What 50 Pounds of Clay Can Teach You About Design – Chanpory Rith, Medium

I think the professor was a bit of a git, knowing that half the class would fail – and which half – yet cheerily lab-ratting them. But I am now very much of the opinion that getting a thing done is important: I find it immensely satisfying to think of something and then make it real.

I’d say, then, that I fully support this idea of saying nuts to perfection, let’s get on with it, except that I’m not. I read a book of flash fiction by an interesting guy who had spoken at an event about getting on with writing, about getting flash fiction done. His big point was that it’s easy and I’m afraid that the writer’s ease is not my concern. The final material is and though one can presume that he’s getting better each time he writes a flash fiction book, as a reader I just saw text that wasn’t very engaging. Great ideas, just not quite there somehow.

So there you are: please sort this out, quality vs quantity. Off you go, let me know how you get on.

David Bowie on creating things and moving on

I’m not sure why it feels like there’s been a spate of talks becoming animated cartoons, but here’s another one. The animation is fine, I think I’d just like to concentrate on the audio as it’s David Bowie being rather interesting about separating audience reaction from one’s own perception of a piece of your work.

Via Nackblog

Why productive people work on Sundays

I’m sorry, I don’t understand the headline. What’s Sunday?

Over on LinkedIn, Ilya Pozin – who gets a special badge marked ‘Influencer’, I think it’s like being a prefect – argues reasonably persuasively that Sundays are useful for work:

Sundays aren’t just for rest and recuperation. When used wisely, they’re actually the perfect way to start your week with a bang.

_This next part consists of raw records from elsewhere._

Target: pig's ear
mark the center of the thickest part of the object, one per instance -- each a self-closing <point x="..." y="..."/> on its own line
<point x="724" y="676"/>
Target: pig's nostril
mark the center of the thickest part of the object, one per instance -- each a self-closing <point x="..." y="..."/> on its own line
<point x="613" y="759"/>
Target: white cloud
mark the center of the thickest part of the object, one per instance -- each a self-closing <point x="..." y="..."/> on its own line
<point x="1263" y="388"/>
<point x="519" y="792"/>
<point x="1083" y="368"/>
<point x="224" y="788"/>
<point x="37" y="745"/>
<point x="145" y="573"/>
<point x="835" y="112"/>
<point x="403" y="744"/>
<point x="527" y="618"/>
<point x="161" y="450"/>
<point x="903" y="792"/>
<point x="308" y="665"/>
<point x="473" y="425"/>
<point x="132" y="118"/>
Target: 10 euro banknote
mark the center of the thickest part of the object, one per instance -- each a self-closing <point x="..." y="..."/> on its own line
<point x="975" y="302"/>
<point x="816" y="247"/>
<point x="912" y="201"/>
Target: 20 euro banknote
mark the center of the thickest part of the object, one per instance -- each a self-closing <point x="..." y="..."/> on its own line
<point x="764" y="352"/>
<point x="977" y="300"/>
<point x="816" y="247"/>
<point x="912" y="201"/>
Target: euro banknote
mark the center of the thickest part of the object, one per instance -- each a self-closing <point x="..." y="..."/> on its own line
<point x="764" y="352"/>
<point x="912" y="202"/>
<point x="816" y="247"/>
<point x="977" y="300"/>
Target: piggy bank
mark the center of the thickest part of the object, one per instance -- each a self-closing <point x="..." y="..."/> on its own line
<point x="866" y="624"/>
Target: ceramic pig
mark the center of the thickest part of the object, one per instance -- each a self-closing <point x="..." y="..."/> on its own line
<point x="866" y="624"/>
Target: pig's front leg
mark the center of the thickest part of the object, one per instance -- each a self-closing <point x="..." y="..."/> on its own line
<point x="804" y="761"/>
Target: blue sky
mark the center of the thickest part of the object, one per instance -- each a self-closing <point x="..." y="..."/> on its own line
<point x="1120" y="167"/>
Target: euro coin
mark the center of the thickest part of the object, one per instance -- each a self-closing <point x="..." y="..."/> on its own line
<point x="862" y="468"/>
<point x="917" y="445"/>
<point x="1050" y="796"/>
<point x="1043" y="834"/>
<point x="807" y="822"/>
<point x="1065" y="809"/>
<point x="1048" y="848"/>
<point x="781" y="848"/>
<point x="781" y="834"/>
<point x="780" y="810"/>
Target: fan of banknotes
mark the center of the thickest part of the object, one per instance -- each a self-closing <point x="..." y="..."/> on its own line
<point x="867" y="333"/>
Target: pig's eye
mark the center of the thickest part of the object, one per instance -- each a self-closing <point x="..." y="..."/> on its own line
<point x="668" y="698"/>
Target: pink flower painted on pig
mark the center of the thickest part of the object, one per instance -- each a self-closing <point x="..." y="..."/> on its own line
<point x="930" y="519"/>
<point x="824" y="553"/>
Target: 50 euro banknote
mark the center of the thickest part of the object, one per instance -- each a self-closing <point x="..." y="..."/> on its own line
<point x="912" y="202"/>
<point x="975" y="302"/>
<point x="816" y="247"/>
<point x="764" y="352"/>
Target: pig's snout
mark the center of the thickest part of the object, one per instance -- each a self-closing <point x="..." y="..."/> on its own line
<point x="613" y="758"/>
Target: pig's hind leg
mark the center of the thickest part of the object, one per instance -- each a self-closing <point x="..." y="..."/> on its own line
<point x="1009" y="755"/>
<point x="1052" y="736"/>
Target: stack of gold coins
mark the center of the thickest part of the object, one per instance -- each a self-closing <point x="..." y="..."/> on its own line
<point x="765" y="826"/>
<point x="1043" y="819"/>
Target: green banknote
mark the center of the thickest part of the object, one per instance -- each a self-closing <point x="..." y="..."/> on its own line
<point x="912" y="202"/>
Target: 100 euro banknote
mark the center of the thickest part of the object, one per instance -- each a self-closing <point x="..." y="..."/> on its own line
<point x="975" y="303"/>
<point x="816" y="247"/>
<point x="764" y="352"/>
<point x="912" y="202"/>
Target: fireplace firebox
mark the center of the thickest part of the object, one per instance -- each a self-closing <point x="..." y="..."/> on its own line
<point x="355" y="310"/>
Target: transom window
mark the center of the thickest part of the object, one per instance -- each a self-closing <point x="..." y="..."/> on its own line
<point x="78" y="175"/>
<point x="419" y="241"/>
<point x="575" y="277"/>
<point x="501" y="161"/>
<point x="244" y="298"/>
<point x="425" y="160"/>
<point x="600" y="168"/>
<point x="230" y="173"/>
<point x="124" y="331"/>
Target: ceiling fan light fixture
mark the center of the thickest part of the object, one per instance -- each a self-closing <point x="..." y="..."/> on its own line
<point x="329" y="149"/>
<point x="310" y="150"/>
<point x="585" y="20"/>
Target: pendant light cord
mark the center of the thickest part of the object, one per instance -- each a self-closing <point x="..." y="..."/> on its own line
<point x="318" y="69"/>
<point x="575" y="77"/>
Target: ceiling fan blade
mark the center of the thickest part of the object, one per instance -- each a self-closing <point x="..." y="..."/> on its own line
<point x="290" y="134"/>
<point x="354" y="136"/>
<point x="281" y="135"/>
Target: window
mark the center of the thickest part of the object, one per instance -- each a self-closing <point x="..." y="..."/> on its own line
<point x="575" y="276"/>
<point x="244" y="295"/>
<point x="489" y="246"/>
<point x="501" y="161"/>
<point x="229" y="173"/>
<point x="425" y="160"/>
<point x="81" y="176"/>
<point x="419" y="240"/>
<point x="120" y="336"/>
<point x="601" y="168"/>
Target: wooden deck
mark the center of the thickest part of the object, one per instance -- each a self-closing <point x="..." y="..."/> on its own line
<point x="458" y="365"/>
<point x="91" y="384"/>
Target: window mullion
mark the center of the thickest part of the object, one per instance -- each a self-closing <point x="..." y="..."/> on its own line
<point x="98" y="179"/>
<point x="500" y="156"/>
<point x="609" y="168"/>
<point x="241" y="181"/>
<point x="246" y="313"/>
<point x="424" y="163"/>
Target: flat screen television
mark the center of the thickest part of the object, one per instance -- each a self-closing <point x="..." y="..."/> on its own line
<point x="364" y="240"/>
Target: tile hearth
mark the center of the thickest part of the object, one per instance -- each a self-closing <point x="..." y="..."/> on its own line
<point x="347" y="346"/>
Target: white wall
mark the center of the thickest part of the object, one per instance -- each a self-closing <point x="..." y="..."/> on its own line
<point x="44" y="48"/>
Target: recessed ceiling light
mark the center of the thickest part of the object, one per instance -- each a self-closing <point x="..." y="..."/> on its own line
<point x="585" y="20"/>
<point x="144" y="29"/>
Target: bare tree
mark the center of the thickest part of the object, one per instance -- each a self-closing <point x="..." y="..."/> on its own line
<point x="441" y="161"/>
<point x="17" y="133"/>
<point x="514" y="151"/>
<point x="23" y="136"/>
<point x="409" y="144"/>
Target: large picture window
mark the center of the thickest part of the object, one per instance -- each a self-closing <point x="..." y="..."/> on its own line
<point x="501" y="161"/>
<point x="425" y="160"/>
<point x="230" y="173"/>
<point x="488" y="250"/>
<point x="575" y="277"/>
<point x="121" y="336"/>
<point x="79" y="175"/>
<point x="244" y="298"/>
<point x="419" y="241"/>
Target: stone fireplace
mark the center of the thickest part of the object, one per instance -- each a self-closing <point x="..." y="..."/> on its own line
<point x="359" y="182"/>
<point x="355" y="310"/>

Mondays often feel like a catch-up day from the weekend. There’s usually a full inbox and things that need your immediate attention as soon as you walk into the office. To avoid this productivity-killing situation, I schedule some time for work every Sunday to get my week started with a clean slate.

Why Productive People Work on Sundays – Ilya Pozin, LinkedIn (27 August 2013)

I say he’s reasonably persuasive because if he were very persuasive I’d be working now. As it is, you can choose to read this as persuasive, you can choose to read it as inspirational and then on top of that you can have the extra choice of whether you’re going to get up this morning or just stay right where you are.

Give away your time to get more

Oh, now I just sound like I write for Hallmark Cards. But, seriously, do things for other people, give your time away and you will have more. Or, okay, it will feel like you've got more time and you will do more: it's the same thing. The site 99U says we suffer from 'time scarcity' and that actually the word 'suffer' is spot-on.

A scarcity mindset turns you into a time miser. You start doing silly things like counting the minutes you spend waiting in line for your coffee or silently cursing every single commuter who slows you down on your way to work. At this point, giving away time seems like the very last thing that you should do.

Yet, saying and acting upon this statement—“I have enough time to be generous with it”—is a surprisingly effective antidote to the time-scarcity mindset. Simply giving your time away to others, even as little as ten minutes, creates a sense of “time affluence.”

In one experiment conducted by professors from Yale, Wharton, and Harvard, people who spent 15 minutes helping to edit research essays by local at-risk students reported that they felt like they had more spare time, committed to spending more time on a follow-up task, and then worked longer on that task. In some magical way, this group of givers was both more productive and felt like they had more time.

We can’t control what happens during our days, but we can control how we react. Usually, “busy” is a state of mind—a trap we can, and should, strive to avoid. Reframe your outlook, and your productivity (and mental health) will thank you.

Escaping the Time-Scarcity Trap – Janet Choi, 99U

Choi has a lot more to say about time management: give her a read.